Le catalogue numérique de BAnQ détient des milliers de documents sur ce festival tant aimé par les Québécoises et Québécois, mais aussi par les touristes qui se font toujours nombreux à y assister. Il existe des articles de presse, des images, des vidéos, et des enregistrements audio, que nous avons étudiés afin de vous présenter l’histoire de cet événement montréalais majeur, au détriment de ne pouvoir y assister cette année.
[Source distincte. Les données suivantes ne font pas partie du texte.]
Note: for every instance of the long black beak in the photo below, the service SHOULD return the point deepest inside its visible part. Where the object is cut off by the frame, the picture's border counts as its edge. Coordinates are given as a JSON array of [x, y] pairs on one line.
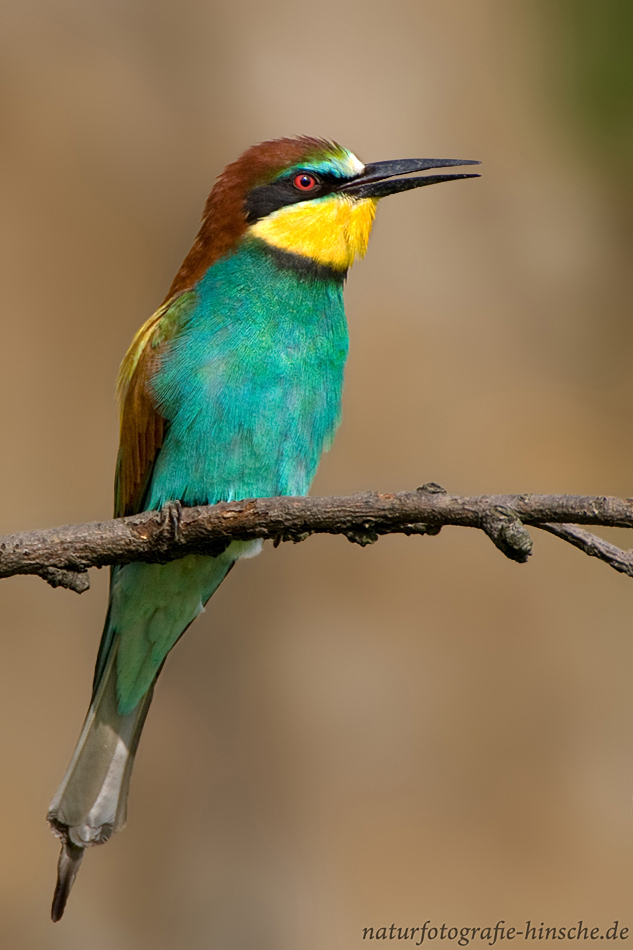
[[377, 180]]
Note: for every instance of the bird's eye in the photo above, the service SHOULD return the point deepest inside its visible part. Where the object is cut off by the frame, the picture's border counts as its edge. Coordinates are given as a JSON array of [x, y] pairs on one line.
[[305, 182]]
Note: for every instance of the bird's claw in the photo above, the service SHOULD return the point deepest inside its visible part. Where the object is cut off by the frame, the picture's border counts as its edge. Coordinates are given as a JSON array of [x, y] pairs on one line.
[[171, 514]]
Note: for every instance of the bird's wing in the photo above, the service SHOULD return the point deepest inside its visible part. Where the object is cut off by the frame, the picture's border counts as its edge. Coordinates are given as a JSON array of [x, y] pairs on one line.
[[142, 427]]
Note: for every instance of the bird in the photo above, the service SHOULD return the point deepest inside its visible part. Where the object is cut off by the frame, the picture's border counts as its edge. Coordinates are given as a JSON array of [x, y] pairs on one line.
[[231, 390]]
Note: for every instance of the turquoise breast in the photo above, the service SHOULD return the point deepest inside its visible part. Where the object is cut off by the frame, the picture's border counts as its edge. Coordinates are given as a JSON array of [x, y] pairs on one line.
[[251, 386]]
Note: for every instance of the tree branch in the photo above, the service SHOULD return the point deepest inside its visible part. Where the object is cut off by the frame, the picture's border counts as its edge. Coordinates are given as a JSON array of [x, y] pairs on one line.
[[61, 556]]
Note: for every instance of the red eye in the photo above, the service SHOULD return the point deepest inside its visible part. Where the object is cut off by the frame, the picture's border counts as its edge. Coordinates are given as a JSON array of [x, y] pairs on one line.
[[304, 182]]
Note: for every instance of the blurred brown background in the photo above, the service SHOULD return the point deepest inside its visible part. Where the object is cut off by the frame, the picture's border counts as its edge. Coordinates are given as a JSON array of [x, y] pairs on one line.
[[418, 730]]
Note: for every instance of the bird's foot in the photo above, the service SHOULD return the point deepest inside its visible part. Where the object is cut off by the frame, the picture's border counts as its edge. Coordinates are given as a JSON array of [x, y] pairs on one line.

C’est Alain Simard, cofondateur du Festival International de Jazz de Montréal et des FrancoFolies de Montréal, qui a fait don des archives de Spectra à BAnQ Vieux-Montréal.

 

Les documents, datant d’aussi loin que la première année du festival en 1980, nous permettent de replonger dans toutes ces éditions, et de voir l’évolution d’une esthétique de plus en plus colorée.

 

Et quelle édition que celle de 1980 ! L’affiche, alors en noir et blanc, annonce la programmation des 8 jours de musique à venir ; ce n’est nulle autre que Ray Charles qui ouvre le bal, accompagné des Raelettes et du Ray Charles Orchestra. De cette année-là, nous conservons les captations intégrales des concerts de Ramsey Lewis et de Vic Vogel et son Big Band, soit deux heures d’un jazz incroyable.

 

Avançons de quelques années pour arriver en 1983 : Sarah Vaughan célèbre le premier juillet, accompagnée de Mike Wofford (piano), Andy Simpkins (contrebasse) et Harold Jones (batterie). Lors de cette prestation filmée au Théâtre Saint-Denis, ils interprètent, entre autres, « Autumn Leaves », « I’m Glad There Is You », « World on a String », « If You Could See Me Now », « Just Friends », « Chelsea Bridge », « East of the Sun ». Le public, hypnotisé par la voix de celle que le journal Ici radio FM surnomme « la divine », reste extrêmement sage pendant les morceaux, et n’applaudit qu’une fois ceux-ci finis, comme s’il craignait de déranger la performance magistrale qui se déroule devant ses yeux.

 

En 1985, c’est Miles Davis qu’accueille le théâtre Saint-Denis, pour la 6e édition du festival. Le trompettiste montre toute l’étendue de son talent lors d’un concert d’une heure, dont nous conservons également l’enregistrement grâce aux archives numériques de BAnQ. C’est la troisième fois que Miles Davis participe au festival. Léonce Gaudreault, journaliste du journal Le Soleil, écrit « En nous présentant vendredi, ce Miles Davis, troisième édition, la direction de ce sixième festival a fait plus que de nous offrir ce cadeau, elle a peut-être permis à ce musicien, à ce possédé, d’aller plus loin encore dans sa qu’être de l’absolu. »

 

Depuis 40 ans, le Festival de Jazz fait vivre à son public, année après année, des expériences musicales uniques et mémorables. L’édition 2020, qui devait débuter le 25 juin, a dû être remplacée par une version numérique à cause de la crise de la COVID-19. En attendant le retour de cet événement chéri l’an prochain, nous nous consolerons en revisitant ses archives. Tous les documents cités, ainsi que des milliers d’autres, sont disponibles à la consultation en ligne via le catalogue numérique de BAnQ.